One of my fears with a film on FGM is an anxiety about how graphic any descriptions of the actual physical procedure might get. Because the film is of FGM survivors telling their own stories, they are in control of how much they divulge, and because it is made by an FGM survivor, no attempt is made to dwell upon lurid detail instead of survivor empowerment. When survivors describe their experience, much of the focus is not on the physicality of it, but of the sense of betrayal, the anger, the trauma, of being held down and not allowed to escape when they realised exactly what was happening to them, of the silence afterwards holding them down and feeling inescapable.

But every now and then, someone will say a word that you don’t want to hear, like remembering the sound of scissors, and your blood will run cold. Because all the survivors describe their stories so matter-of fact, and because there is story heaped upon story, you begin to think you have become acclimatised. And then halfway through the film, Mami sits down with the German lassie who is helping her make the film, and she shows Mami her pussy. “Oh!” Mami exclaims, “It’s like a rose!

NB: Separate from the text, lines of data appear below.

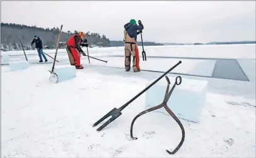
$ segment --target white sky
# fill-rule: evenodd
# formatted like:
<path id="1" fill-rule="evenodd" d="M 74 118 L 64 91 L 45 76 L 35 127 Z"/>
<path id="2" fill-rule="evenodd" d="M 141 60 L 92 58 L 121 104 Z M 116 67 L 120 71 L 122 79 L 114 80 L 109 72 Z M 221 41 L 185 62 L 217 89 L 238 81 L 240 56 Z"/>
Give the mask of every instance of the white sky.
<path id="1" fill-rule="evenodd" d="M 1 1 L 1 21 L 122 40 L 131 18 L 143 41 L 207 43 L 255 40 L 255 1 Z M 141 40 L 140 36 L 138 40 Z"/>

You have so many petals!” and then in a voice that breaks your heart, she says, “Mine doesn’t have any petals”. And I burst into tears.

It’s hard in a film to balance relaying what a terrible loss and violation this was and continues to be for so many women, with empowering survivors with a narrative where they are not defined or encompassed by the violence done to them, but this film does so, communicating experiences you may not have had yourself effectively and powerfully, in a way that shows women speaking up is always a revolutionary act, and showing when it happens on mass, it can bring down centuries-old violent and sexist tradition, it can free and save girls from a future of similar violence. A deeply moving film.